In Blog, Cloud Technology by Jiju Thomas Mathew


Well we at Innoval is managing a Crowd Management system for a State Department for a festival season in a pilgrim center. The system is open to public during October to January every year. 2016-17 is the fifth consecutive season that we are handling this. We designed a framework of our own to deploy the system which was a simple routing system and as it was pluggable, we deployed plugins on top of the base system to enhance the features. Due course we had undergone several changes in the functional as well as architectural aspects to adopt and embrace the cloud as more new features were introduced.

This year with alerts from the department we were quite concerned about the massive security compromise threats and we had blocked off several country blocks using nginx geoip module and blacklisting. On top of these, we were watching unusual activities.

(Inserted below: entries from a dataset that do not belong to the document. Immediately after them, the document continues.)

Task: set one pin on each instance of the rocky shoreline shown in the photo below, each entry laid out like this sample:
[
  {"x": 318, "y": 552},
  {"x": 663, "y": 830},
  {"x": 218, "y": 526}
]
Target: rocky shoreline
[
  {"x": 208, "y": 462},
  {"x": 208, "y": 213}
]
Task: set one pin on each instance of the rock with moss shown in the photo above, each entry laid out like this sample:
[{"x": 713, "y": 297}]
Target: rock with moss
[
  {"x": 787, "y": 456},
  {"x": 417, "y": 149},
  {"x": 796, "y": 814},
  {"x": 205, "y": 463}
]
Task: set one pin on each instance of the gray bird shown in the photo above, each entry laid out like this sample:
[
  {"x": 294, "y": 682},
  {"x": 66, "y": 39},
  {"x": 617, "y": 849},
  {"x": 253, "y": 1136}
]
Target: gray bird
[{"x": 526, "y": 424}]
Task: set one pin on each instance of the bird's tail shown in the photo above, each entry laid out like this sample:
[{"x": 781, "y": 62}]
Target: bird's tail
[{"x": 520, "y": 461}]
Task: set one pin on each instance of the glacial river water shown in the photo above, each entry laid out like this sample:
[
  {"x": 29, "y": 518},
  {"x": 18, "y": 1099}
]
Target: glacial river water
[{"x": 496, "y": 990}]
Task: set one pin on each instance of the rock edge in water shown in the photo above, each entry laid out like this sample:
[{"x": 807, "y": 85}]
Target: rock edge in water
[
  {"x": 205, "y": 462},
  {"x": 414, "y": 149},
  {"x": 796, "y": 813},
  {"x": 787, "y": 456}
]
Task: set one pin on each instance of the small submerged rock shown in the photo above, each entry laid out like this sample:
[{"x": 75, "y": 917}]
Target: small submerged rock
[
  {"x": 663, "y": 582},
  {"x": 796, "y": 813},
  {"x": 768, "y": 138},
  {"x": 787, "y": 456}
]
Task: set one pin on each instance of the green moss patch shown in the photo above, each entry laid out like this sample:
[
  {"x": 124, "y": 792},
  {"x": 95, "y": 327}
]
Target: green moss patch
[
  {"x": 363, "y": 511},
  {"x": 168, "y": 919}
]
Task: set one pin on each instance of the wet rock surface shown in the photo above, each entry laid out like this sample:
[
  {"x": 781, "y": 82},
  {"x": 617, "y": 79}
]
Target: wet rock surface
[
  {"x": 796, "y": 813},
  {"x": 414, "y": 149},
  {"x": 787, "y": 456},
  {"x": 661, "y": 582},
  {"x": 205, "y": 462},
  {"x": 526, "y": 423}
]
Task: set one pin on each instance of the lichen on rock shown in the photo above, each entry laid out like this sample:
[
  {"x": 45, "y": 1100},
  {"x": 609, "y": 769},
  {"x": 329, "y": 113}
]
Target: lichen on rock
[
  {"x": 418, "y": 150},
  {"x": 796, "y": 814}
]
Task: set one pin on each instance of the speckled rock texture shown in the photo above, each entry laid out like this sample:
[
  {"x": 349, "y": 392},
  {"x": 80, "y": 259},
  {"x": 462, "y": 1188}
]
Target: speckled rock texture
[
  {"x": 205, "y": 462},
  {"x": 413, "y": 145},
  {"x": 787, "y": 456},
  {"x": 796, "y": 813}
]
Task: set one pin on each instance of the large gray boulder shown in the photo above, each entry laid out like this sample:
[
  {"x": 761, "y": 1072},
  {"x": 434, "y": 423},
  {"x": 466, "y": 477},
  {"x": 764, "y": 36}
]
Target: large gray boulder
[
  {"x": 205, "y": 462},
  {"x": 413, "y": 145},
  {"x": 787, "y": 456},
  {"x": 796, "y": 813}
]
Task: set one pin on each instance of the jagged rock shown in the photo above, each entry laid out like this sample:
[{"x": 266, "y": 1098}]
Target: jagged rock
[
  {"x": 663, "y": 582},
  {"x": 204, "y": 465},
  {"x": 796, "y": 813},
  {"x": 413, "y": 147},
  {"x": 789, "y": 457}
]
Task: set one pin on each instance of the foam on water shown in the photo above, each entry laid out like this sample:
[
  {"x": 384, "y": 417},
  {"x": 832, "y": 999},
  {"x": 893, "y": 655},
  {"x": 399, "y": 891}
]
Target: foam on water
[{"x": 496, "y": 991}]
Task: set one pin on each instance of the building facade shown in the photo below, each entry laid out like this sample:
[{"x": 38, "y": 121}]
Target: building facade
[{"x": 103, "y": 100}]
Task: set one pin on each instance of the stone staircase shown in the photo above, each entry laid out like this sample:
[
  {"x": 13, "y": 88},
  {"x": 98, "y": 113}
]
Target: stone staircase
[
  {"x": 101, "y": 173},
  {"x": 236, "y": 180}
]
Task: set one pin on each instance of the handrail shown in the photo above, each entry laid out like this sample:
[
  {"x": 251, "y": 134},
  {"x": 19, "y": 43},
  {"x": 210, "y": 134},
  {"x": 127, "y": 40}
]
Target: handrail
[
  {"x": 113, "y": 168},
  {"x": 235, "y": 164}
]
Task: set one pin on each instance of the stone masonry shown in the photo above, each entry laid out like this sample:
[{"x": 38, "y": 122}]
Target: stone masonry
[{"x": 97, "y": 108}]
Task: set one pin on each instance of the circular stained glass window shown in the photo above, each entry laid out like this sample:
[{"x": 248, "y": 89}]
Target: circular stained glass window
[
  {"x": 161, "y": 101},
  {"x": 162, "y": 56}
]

Like previous seasons, we had the elb logs being written to S3. Normally every year by the end of the season, we try to do a sync of the S3 logs to an EC2 instance, then fireup an instance of mysql to import the whole logs using “LOAD DATA” query. Then drop unwanted colums, and dump the CSV export, bzip and off load to one of our inhouse development system over night to do the sql analysis.

But this year, I got the announcement of Amazon Athena, well myself with a colleague thought we should attempt this and see what we can do. The aws blog itself had an example. Everything was simple, create the SQL View with the pattern matching the log files, and our first query was counting requests grouped by response code, wow 30.52 GB was scanned in 1m 48s. There was no overheads of importing, downloading, querying etc. We just run the query and leave it there, later we can go to the Athena history and view the results. Instantly we were excited, and we tried a couple of more queries. Well thanks to Amazon Athena, we could identify a single IP which had pounded our ELB instance with all sort of junk requests and created about 57K entries in a three minute period all triggering the “HTTP 404”.

There was one issue with Athena, the “Export Results as CSV” was showing some kind of S3 Error which we are pretty sure will be corrected soon by the AWS Team.